Zigzag Calorie Cycling: A Novel Path to Weight Loss

DECEMBER 02, 2014
Jeannette Y. Wick, RPh, MBA, FASCP
 
People who need to lose weight often look for diets that deliver results with little inconvenience or sacrifice. In the last decade, some dieters have turned to alternate day fasting (ADF, also called zigzag caloric cycling), and this is an effective path to weight loss for certain individuals. It is based on studies in which animals alternated between free feeding and complete fasting every other day. In humans, zigzagging is modified so that the dieter eats the number of calories required to maintain weight one day, and then 25% of his or her energy needs on the fast day. Studies have shown that individuals who are compliant with this pattern can lose 4% to 8% of their body weight over 8 to 12 weeks. In addition, they tend to also experience reductions in low density lipoprotein (LDL) cholesterol, triglycerides, systolic blood pressure, insulin resistance, and increases in LDL particle size.
 
Researchers at the University of Chicago in Illinois wondered if ADF is tolerable for most people.
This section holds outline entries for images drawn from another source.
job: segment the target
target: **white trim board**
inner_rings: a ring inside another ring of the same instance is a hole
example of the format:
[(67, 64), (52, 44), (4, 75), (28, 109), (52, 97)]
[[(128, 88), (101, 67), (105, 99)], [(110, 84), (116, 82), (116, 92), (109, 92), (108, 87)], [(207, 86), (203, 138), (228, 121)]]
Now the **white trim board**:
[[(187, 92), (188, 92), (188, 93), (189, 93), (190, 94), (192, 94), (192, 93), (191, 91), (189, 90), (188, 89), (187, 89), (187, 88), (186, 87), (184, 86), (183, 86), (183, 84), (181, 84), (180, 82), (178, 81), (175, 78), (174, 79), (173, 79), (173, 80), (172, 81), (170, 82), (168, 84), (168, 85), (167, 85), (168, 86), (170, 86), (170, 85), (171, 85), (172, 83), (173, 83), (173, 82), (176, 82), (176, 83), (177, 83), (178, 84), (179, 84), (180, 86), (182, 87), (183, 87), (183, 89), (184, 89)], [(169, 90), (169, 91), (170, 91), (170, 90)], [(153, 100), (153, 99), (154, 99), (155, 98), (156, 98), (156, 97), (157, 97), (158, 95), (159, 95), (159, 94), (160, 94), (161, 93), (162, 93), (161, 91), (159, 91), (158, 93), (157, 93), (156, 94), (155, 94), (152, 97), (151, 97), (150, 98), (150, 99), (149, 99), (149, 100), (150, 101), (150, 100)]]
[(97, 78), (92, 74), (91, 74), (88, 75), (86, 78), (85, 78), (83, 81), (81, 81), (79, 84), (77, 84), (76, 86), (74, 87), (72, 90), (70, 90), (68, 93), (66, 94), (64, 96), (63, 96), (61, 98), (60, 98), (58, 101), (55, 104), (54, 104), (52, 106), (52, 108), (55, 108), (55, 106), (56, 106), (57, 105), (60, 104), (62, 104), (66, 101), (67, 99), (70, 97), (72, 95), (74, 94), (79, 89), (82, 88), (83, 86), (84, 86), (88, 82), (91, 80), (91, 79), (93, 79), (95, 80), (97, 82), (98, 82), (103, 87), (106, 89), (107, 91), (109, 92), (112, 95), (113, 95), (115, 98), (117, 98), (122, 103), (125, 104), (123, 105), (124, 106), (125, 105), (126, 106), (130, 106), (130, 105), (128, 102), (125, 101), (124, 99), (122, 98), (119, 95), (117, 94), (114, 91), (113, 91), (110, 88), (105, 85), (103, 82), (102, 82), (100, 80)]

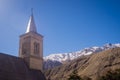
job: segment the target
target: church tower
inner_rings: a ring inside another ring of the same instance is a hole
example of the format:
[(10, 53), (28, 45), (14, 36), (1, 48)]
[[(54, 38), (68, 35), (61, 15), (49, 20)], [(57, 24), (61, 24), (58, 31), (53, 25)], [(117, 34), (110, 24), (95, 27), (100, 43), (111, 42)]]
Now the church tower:
[(19, 57), (30, 69), (43, 68), (43, 36), (37, 33), (33, 13), (30, 16), (26, 33), (20, 36)]

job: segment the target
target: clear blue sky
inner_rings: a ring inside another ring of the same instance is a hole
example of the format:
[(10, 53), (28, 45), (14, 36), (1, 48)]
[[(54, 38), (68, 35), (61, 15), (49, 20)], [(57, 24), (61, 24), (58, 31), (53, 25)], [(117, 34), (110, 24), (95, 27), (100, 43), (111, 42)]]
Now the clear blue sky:
[(0, 0), (0, 52), (18, 55), (31, 8), (44, 56), (120, 43), (120, 0)]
They structured a study to look at whether changing the times dieters consumed calories on the fasting day would make a difference.
 
They randomized 74 participants with BMI between 30 and 39.9 kg/m2 to one of three arms:
  • ADF-L with 25% of energy requirements consumed at lunch every other day
  • ADF-D with 25% of energy requirements consumed at dinner every other day
  • ADF with 25% of energy requirements consumed throughout the day every other day
They compared effects on body weight and heart disease risk. Participants ate their normal diets in the 2 week run-in period, and then followed a weight-loss ADF plan. On fast days, they typically consumed 500 calories.
 
Participants in all arms experienced similar reductions in body weight and lost approximately 4 kg during the 10 week study period. They also had similar reductions in fat mass and visceral fat; they lost 75% of weight as fat and 25% lean.
 
This study showed that regardless of when fasting day meals were consumed, participants lost weight. They also experienced improved cardiovascular parameters. Zigzag caloric cycling may be a good option for patients interested in losing weight and willing to restrict calories every other day.